I created a script that I don’t mind sharing if necessary, but the issue lies elsewhere.
I have Gmail delegation rights to several other Gmail addresses (read, write, delete emails).
My script, to put it simply, searches for certain emails that haven’t been responded to within a given time and then creates a row entry for that case in a spreadsheet using Apps Script (together with Gmail API services) and bit of scraping.
My admin claims that I have all the necessary rights to use the API in our Workspace, but let’s take that with a bit of caution.
I’ve created several functions to debug and test the issue, and they always lead to the same conclusion — that I don’t have delegation rights (even though in my Gmail account it works perfectly).
I was wondering whether I’m using insufficient services or libraries for this task, or if it’s simply an issue on the Workspace admin’s end.
In Gmail, UI-based mailbox delegation does not automatically grant equivalent access via the Gmail API. For API-based access to another user’s mailbox, the Workspace admin must enable domain-wide delegation on a service account or explicitly grant the target account’s OAuth consent to your script.
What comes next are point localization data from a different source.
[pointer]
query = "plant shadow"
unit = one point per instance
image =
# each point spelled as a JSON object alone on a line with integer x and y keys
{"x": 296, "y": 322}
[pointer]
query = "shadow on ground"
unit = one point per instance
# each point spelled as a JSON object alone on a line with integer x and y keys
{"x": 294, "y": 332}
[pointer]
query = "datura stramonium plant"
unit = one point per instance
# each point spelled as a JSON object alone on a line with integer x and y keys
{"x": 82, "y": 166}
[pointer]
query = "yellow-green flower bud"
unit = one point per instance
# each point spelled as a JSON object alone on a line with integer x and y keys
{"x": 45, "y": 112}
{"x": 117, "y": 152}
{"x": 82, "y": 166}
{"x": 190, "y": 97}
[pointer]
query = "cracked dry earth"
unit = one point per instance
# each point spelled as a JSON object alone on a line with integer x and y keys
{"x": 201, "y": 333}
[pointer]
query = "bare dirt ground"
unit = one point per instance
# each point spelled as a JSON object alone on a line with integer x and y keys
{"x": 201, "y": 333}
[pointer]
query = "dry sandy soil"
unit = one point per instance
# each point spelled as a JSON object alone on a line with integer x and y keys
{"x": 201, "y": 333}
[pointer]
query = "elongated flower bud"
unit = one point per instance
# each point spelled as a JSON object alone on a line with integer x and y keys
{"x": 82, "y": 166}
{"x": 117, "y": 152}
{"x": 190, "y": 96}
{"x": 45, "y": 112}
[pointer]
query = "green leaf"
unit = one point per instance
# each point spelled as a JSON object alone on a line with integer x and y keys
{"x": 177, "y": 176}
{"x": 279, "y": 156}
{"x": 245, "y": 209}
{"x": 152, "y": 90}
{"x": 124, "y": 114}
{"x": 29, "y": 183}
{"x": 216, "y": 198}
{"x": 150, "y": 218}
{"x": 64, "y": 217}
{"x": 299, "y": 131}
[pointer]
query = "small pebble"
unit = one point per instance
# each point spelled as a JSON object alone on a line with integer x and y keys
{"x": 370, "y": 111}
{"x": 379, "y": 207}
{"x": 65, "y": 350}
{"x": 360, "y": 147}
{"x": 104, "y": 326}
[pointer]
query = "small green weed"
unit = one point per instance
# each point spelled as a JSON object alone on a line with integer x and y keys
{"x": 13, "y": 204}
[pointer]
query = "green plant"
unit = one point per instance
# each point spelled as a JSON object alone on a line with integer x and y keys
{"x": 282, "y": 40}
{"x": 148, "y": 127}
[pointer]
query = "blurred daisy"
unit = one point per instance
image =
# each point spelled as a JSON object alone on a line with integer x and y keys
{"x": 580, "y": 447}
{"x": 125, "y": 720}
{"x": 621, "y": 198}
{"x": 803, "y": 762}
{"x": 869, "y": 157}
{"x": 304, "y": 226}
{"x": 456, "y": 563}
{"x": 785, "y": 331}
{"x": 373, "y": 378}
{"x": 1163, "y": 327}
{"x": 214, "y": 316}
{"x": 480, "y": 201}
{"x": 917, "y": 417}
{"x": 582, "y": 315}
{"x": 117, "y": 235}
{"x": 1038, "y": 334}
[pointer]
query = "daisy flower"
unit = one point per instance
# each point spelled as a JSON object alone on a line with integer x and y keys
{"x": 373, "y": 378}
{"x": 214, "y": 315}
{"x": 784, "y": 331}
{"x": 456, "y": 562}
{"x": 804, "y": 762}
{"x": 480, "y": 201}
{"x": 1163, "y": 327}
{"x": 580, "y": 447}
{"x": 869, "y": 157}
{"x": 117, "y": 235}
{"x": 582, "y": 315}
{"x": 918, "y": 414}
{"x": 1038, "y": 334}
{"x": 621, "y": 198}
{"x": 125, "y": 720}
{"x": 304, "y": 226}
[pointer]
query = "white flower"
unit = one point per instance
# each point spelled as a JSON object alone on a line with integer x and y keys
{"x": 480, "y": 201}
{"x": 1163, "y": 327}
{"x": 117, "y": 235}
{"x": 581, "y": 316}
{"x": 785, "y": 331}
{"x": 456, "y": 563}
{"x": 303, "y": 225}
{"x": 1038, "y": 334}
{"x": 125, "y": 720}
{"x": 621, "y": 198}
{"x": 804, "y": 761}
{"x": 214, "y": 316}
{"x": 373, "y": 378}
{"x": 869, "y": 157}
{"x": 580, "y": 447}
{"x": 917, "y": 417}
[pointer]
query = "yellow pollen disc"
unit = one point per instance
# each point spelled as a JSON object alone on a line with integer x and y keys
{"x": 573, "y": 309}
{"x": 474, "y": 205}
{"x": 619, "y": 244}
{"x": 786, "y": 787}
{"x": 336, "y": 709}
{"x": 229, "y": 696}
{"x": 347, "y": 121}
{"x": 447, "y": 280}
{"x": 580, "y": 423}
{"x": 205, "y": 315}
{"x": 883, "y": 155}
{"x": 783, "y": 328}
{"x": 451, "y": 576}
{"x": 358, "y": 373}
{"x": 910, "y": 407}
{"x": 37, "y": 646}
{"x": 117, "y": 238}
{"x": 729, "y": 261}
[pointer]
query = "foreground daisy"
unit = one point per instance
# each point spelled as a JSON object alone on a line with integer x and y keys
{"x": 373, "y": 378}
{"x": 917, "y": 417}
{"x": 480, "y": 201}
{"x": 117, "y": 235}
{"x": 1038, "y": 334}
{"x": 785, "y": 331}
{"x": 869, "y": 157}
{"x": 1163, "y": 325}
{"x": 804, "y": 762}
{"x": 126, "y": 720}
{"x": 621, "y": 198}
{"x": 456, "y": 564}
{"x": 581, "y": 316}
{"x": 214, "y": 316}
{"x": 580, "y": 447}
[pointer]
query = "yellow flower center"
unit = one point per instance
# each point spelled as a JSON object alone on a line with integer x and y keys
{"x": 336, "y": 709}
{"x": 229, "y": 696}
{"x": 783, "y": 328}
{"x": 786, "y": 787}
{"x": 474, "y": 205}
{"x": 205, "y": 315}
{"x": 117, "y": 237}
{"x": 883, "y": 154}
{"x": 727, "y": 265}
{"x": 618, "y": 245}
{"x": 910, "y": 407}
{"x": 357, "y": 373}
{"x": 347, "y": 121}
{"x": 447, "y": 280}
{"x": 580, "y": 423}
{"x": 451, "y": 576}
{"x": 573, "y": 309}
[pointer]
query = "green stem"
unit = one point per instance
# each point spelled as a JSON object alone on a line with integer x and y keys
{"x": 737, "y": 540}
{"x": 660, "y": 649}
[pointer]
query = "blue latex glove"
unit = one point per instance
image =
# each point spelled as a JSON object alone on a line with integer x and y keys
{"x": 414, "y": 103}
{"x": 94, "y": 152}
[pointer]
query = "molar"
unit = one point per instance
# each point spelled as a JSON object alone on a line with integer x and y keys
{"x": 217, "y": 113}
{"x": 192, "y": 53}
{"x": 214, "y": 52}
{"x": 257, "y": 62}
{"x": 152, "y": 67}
In the Admin console, check Security > API Controls > Domain-wide delegation and ensure the OAuth scopes you use (e.g. https://www.googleapis.com/auth/gmail.modify) are authorized for the service account.
If your script runs under your own account with regular OAuth, it will only access your mailbox regardless of UI delegation. To work with other accounts programmatically, you need to impersonate them via the Gmail API using domain-wide delegation and subject=<delegated_user_email> in the Apps Script OAuth2 service or via Advanced Google Services. This is an admin-level setup, so confirm with your Workspace admin that it’s configured before troubleshooting your code further.